Небольшая доля суждений на эту тему посвящены попытке рассматривать практику как приложение теории. Такое место в практике, конкретно, ищется очуждению [13, с.348]. Но характерно, что данный автор затрудняется указать, где именно в текущей работе психотерапевтов этому есть место, и вынужден ограничиться указанием на то, что в гуманистической психотерапии происходит «встреча», а «...каждая встреча требует кого-то, кто есть напротив... кого-то другого». Зато мы не затруднимся теперь — именно в гуманистической терапии столь важным элементом происходящего является эмпатия как готовность, как выразился однажды К.Роджерс, влезть в ботинки другого.
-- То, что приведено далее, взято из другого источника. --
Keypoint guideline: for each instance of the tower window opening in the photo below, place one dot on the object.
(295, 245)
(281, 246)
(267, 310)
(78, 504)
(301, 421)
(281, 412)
Есть и прямо обратное движение, составленное намерением привязать уже теорию к практике, проверить ее так. В работе [7, с.154-155] приводится такой строгий вопрос: «...какая терапия, кем проведенная является наиболее эффективной для этой конкретной особы с этими специфическими проблемами и при этой особой констелляции обстоятельств?» Но мало сказать, что соответствующего ответа не представлено до сих пор — а и сам вопрос обращает на себя внимание необыкновенной концентрацией неразрешимого. Мы по отдельности не можем окончательно и исчерпывающе описать ни «проблемы» ни «обстоятельства»; «особа» будет увидена по разному терапевтами разных направлений, и Роджерс где-то говорит, что благополучный с его точки зрения человек выглядит для представителей психоанализа как психопатическая личность. «Эффективность», соответственно, не меньший повод для расхождений, (так что «феномен одинаковой действенности разных терапий» [там же, с.155] выглядит скорее как результат примирения независимых исследователей). Задача выглядела бы неразрешимой — но в контексте нашего рассмотрения у сказанного проступает совсем иной смысл. Мы говорили о необходимости сведения вместе голосов, о том, что эти голоса всегда есть, и что искомые новые возможности рождаются при достаточно широком охвате всего, что может быть услышано. Именно это и будет сделано, если мы присоединим к обсуждению - «какая терапия», еще и разговор «кем проведенная», и прочее. И если мы видели до сих пор, что именно из участия в подобном полилоге рождается и понимание, и способность действовать на его основе — то этот путь не покажется очень уж окольным.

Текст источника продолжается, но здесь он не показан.